Commonwealth Bank chief information officer Michael Harte wants to resurrect the intimacy that banks and their customers used to have.
“[A]s the world got bigger and faster and wanted to do things through smaller and smaller devices, any time any where, we lost that intimacy that we used to have that deep relationship we had; [the] meaningful conversation about our day-to-day needs and about our long-term dreams,” Harte said.
“We’ve got people at work every single day thinking about how they bring back that intimacy,” Harte said.
“How they restore that trust, how they increasingly try to personalise all of the interactions that we have with everyone we deal with on a daily basis. To personalise the exact needs and help facilitate the growth and dreams of families and communities.”

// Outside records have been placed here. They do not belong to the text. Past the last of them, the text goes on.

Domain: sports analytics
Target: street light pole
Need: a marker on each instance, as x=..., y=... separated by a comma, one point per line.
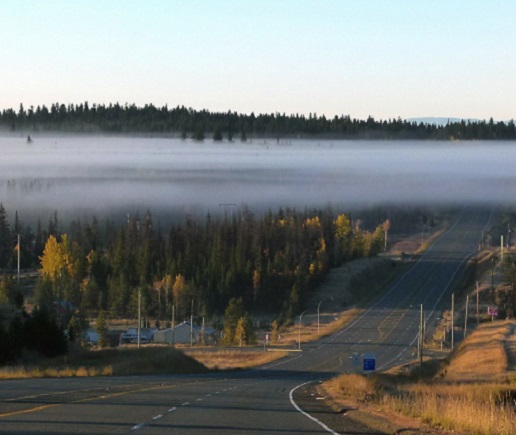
x=299, y=334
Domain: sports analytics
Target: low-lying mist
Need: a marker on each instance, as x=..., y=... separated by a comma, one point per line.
x=80, y=176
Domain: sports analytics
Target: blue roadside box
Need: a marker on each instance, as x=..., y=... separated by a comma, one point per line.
x=369, y=362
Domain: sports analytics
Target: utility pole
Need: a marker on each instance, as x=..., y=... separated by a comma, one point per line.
x=453, y=320
x=139, y=315
x=478, y=314
x=466, y=318
x=173, y=322
x=421, y=340
x=18, y=249
x=191, y=325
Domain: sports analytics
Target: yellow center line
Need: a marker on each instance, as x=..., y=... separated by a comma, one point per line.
x=89, y=399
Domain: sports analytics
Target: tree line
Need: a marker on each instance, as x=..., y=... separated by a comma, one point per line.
x=197, y=124
x=271, y=262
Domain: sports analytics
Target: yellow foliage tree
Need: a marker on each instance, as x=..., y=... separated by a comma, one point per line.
x=57, y=258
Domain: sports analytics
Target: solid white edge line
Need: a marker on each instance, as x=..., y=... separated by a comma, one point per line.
x=294, y=404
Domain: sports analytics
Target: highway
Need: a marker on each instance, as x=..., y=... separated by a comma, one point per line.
x=273, y=399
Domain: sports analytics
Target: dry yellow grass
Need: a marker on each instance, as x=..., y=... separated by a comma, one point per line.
x=107, y=362
x=474, y=393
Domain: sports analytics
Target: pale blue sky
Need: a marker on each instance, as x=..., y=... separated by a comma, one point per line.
x=385, y=58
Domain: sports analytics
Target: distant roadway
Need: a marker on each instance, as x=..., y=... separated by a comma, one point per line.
x=267, y=400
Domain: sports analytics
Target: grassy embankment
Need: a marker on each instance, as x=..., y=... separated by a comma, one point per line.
x=106, y=362
x=364, y=277
x=345, y=290
x=472, y=390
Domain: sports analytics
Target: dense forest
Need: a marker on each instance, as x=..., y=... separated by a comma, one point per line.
x=232, y=267
x=198, y=124
x=271, y=262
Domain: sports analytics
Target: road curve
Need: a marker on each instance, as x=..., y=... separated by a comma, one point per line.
x=261, y=401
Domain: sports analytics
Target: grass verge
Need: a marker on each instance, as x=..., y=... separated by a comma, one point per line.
x=106, y=362
x=472, y=392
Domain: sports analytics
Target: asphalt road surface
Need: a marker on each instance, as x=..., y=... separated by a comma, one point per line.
x=274, y=399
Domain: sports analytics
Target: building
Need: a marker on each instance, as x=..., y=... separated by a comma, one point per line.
x=131, y=335
x=184, y=334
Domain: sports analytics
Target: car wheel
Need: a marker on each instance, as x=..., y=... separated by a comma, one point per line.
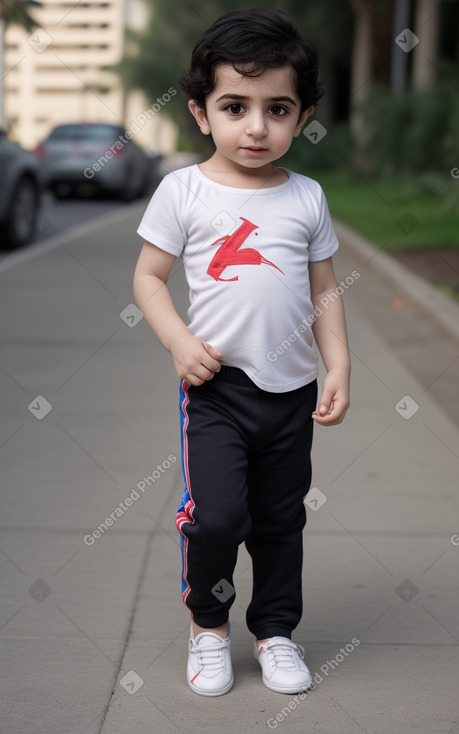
x=19, y=227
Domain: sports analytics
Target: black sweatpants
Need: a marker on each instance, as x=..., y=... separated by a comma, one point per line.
x=247, y=468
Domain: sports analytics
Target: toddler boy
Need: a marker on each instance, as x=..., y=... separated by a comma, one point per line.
x=257, y=244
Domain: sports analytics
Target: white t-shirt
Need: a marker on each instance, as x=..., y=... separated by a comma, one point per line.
x=246, y=255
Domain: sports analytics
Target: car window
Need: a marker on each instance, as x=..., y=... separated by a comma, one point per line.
x=85, y=132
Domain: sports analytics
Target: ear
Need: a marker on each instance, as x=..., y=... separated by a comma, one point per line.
x=303, y=117
x=199, y=115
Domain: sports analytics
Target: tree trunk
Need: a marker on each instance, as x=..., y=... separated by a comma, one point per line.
x=362, y=66
x=425, y=53
x=2, y=81
x=399, y=60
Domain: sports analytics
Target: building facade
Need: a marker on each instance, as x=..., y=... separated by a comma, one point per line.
x=58, y=74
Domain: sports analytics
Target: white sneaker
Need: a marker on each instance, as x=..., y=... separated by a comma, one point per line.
x=209, y=670
x=283, y=666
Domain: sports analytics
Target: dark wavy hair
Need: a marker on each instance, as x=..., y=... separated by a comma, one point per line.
x=253, y=41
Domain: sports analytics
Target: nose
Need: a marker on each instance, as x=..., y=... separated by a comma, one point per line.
x=256, y=125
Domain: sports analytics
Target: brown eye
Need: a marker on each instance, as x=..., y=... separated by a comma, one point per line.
x=235, y=109
x=278, y=111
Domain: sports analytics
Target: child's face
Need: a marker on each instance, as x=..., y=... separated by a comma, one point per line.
x=252, y=120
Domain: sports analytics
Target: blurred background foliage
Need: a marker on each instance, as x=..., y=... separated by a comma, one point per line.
x=392, y=118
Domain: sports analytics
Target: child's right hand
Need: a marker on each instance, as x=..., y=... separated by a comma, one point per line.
x=195, y=361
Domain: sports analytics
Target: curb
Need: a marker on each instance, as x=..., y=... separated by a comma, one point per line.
x=442, y=308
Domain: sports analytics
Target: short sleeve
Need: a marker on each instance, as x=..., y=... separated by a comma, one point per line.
x=323, y=242
x=162, y=224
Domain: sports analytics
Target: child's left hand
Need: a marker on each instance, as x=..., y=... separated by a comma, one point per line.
x=334, y=400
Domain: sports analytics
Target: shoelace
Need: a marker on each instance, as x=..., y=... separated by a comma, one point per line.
x=210, y=656
x=284, y=655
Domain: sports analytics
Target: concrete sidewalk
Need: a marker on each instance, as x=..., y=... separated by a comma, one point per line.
x=93, y=634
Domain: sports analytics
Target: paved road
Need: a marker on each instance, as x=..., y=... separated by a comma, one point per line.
x=59, y=215
x=93, y=634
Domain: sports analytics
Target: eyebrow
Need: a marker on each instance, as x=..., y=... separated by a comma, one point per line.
x=244, y=98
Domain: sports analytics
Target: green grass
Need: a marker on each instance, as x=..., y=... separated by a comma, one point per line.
x=378, y=208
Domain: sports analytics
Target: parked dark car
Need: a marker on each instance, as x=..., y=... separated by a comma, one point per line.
x=19, y=193
x=81, y=157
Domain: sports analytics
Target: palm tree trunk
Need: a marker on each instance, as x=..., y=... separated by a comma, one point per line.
x=2, y=85
x=362, y=61
x=426, y=28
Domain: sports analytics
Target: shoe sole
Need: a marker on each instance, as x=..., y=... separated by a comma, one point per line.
x=287, y=689
x=220, y=692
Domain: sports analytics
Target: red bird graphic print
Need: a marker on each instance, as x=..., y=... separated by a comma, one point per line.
x=229, y=252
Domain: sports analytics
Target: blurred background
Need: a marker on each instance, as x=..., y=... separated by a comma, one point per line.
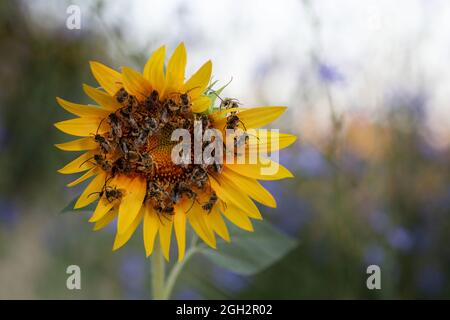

The CIO was opening Wired for Wonder, a two-day conference that brings together speakers from the spheres of art and technology, and a number who straddle the divide.
“We seek inspiration from the arts and sciences,” Harte said. “We’re trying to bring together a group of passionate and inspired people in every corner of the Commonwealth Bank where we are seeking purpose and meaning in serving the people, the households the communities the businesses that we look after.
“We thought we’d go about it in a very different way because everybody learns differently everybody is inspired by different things everybody approaches this weird and wonderful world of technology.”
Harte has previously said that he wants to resurrect the ‘old fashioned’ banking experience of personal service, but having it realised using modern technology.
The CIO led a re-engineering process at the bank that cost around $1.5 billion in order to implement data structures that would let the business trace an individual’s relationship for their entire lifespan, from early savings accounts through to home loans later on in life, allowing CBA to personalise the services and products they offer to customers.